Il temps que la peur cesse !

La stigmatisation et la discrimination dont font l’objet les personnes vivant avec le VIH, le silence contraint que la société impose de fait, le dévoilement forcé sont le résultat de décennies de peurs entretenues par l’ignorance ; mais aussi, depuis dix ans, l’absence d’un discours public fort sur cette évidence scientifique : les séropositifs-ves sous traitements ne sont pas dangereux.
Gareth Thomas rappelle dans ses interviews que : « Vivre avec le VIH,  n’est pas vivre avec une limite ».
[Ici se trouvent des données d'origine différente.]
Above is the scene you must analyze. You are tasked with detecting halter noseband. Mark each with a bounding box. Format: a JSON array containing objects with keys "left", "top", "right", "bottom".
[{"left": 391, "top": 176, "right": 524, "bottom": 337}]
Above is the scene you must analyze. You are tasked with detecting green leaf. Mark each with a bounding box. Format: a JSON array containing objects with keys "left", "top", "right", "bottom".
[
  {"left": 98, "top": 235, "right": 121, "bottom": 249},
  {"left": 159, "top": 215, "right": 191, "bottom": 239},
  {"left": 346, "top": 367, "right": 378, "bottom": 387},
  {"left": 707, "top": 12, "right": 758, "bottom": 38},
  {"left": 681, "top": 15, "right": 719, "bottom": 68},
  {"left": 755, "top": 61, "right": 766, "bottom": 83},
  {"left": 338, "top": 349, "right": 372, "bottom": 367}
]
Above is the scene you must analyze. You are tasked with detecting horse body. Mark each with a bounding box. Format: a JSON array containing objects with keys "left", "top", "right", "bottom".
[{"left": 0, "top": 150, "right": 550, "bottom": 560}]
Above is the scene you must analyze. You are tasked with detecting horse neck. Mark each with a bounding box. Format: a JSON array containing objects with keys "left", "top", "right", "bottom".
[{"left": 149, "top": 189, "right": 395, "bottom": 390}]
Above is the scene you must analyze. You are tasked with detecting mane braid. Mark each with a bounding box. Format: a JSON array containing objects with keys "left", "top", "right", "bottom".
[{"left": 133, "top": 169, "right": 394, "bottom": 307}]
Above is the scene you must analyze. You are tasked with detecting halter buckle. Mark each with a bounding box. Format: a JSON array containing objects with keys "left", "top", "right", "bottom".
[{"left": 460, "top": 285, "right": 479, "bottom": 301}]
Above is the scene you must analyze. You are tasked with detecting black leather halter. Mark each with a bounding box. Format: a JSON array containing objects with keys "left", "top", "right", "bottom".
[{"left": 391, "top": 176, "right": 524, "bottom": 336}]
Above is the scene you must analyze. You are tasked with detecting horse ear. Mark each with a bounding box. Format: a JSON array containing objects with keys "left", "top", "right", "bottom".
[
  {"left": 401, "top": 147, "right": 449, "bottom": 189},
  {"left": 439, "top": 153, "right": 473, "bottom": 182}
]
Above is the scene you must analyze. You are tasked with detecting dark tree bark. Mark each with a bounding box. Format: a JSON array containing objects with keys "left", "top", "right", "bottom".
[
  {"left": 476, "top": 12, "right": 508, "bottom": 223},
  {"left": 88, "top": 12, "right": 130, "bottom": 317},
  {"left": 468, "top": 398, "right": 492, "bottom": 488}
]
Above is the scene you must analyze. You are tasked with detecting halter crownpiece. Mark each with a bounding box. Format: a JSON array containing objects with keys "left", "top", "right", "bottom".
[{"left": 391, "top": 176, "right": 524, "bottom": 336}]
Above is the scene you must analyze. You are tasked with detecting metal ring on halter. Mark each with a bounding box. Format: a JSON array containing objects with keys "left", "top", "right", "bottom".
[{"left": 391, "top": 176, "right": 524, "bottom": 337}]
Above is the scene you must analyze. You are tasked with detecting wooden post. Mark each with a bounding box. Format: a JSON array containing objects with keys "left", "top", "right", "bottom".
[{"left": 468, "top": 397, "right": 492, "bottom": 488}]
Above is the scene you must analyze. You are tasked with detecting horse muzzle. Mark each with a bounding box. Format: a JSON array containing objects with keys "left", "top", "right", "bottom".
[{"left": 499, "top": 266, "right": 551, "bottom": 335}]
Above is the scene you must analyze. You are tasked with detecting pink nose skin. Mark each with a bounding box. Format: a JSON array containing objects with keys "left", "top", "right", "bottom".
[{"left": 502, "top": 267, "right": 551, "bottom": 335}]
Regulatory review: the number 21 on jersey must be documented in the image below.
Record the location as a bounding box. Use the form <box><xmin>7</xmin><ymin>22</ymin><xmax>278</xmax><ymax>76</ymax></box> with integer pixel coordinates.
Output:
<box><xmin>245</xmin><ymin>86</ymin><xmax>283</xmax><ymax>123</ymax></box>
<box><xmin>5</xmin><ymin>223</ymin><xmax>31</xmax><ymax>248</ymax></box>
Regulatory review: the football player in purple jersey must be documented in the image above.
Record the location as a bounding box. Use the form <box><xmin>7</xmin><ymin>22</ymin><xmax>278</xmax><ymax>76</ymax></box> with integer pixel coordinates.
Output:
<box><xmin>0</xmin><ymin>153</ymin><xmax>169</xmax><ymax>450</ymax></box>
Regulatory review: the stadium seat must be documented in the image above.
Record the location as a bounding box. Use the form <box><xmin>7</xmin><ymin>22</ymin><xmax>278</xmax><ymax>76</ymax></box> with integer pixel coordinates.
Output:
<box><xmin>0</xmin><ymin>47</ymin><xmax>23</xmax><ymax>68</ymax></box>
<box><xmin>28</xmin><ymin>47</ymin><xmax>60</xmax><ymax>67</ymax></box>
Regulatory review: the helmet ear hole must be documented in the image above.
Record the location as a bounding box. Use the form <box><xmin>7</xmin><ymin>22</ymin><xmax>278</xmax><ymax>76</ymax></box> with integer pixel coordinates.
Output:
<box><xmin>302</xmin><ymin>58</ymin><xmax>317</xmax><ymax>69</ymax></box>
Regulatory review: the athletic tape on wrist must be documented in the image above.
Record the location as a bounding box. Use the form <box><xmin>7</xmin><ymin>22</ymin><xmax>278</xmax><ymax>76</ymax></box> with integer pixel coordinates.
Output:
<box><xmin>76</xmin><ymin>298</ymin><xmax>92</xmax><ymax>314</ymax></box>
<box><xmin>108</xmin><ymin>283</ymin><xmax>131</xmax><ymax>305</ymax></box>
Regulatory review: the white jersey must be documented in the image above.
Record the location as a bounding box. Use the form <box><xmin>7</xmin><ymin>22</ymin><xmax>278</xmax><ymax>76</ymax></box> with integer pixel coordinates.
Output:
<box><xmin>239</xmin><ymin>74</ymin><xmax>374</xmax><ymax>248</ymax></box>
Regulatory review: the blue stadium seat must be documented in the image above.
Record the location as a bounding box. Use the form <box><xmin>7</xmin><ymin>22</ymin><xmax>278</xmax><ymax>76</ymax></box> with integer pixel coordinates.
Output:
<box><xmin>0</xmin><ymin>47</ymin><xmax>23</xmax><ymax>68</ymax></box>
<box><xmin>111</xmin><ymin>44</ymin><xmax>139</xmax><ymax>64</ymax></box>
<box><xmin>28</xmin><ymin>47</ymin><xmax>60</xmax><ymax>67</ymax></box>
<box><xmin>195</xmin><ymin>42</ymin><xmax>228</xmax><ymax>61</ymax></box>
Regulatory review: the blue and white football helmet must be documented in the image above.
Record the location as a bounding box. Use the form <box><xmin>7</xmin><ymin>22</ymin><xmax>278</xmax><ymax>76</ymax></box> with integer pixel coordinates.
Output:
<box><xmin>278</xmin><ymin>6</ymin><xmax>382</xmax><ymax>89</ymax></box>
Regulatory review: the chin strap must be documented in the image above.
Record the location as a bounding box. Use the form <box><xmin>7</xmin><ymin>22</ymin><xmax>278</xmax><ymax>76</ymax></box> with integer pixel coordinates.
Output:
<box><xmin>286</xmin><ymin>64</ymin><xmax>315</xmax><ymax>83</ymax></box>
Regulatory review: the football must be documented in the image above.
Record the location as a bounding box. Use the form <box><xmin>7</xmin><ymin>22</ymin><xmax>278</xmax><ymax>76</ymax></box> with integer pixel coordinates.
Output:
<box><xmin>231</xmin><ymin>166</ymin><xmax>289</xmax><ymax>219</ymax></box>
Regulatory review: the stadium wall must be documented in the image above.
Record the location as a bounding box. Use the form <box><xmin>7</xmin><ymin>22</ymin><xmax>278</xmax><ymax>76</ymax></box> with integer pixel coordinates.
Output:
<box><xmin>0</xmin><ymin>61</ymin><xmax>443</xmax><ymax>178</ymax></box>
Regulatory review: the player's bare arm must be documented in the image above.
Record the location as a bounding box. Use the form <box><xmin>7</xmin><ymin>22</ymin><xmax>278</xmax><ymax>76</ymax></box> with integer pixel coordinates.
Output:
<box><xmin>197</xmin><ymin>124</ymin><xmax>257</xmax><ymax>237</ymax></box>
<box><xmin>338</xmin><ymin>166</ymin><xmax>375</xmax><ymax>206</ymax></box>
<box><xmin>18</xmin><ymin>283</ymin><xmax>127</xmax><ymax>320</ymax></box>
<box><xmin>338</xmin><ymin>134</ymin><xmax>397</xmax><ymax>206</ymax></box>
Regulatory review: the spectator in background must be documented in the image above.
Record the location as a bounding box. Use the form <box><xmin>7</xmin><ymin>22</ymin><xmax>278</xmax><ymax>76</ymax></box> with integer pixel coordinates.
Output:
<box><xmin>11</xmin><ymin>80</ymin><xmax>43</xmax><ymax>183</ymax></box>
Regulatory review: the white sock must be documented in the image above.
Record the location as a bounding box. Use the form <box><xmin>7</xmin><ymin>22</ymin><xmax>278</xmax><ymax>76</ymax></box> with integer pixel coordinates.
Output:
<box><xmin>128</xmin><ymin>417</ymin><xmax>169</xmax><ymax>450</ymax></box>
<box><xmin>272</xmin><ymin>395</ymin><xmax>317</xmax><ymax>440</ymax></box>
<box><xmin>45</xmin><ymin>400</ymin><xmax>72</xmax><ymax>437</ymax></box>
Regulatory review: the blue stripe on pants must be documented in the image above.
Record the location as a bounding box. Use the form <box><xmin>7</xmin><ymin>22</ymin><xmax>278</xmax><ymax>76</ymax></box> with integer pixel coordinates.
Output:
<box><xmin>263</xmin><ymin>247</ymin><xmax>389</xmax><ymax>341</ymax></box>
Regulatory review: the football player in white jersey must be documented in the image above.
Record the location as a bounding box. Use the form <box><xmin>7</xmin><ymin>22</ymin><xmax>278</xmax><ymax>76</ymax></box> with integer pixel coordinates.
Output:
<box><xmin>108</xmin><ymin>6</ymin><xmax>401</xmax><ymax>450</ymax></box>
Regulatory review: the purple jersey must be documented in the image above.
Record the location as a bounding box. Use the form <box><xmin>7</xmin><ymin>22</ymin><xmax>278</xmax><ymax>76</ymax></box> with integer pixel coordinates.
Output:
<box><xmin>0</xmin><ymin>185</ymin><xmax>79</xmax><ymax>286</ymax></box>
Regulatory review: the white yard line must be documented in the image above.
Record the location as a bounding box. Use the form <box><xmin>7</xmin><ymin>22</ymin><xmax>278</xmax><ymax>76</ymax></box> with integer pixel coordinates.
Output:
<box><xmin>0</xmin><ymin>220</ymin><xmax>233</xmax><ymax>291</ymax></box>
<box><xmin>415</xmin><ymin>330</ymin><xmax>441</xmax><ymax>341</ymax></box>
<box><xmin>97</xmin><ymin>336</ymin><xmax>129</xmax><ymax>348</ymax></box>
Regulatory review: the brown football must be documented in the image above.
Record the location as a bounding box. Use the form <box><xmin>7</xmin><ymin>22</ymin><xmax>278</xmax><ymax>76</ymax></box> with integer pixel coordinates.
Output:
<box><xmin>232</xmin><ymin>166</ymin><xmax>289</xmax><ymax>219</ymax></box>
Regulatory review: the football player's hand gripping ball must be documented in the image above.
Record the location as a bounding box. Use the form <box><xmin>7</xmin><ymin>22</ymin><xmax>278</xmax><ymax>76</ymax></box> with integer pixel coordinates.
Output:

Et pourtant des professionnels-les de santé se refusent à expliquer et partager cette incroyable bonne nouvelle qui change nos vies, projetant leurs propres peurs aux personnes vivant avec le VIH, comme à leurs proches. Les seules campagnes nationales sur le sujet sont celles de AIDES. Il est temps que cela cesse. Nous les hommes homosexuels, nous vivons avec le VIH depuis 40 ans, soit parce que nous sommes nous-mêmes porteurs du VIH (trop souvent sans le savoir), soit parce que nos amants, amis, partenaires ou maris vivent avec. C’est un fait.

Le courage de Gareth Thomas doit aussi être le nôtre. Il ne s’agit pas de dire ou de ne pas dire son statut, mais de porter collectivement une parole qui mettra fin aux peurs liées au VIH. Nous devons individuellement et collectivement affirmer que vivre avec le VIH n’est pas une limite, et qu’une personne séropo sous traitement ne transmet pas le VIH.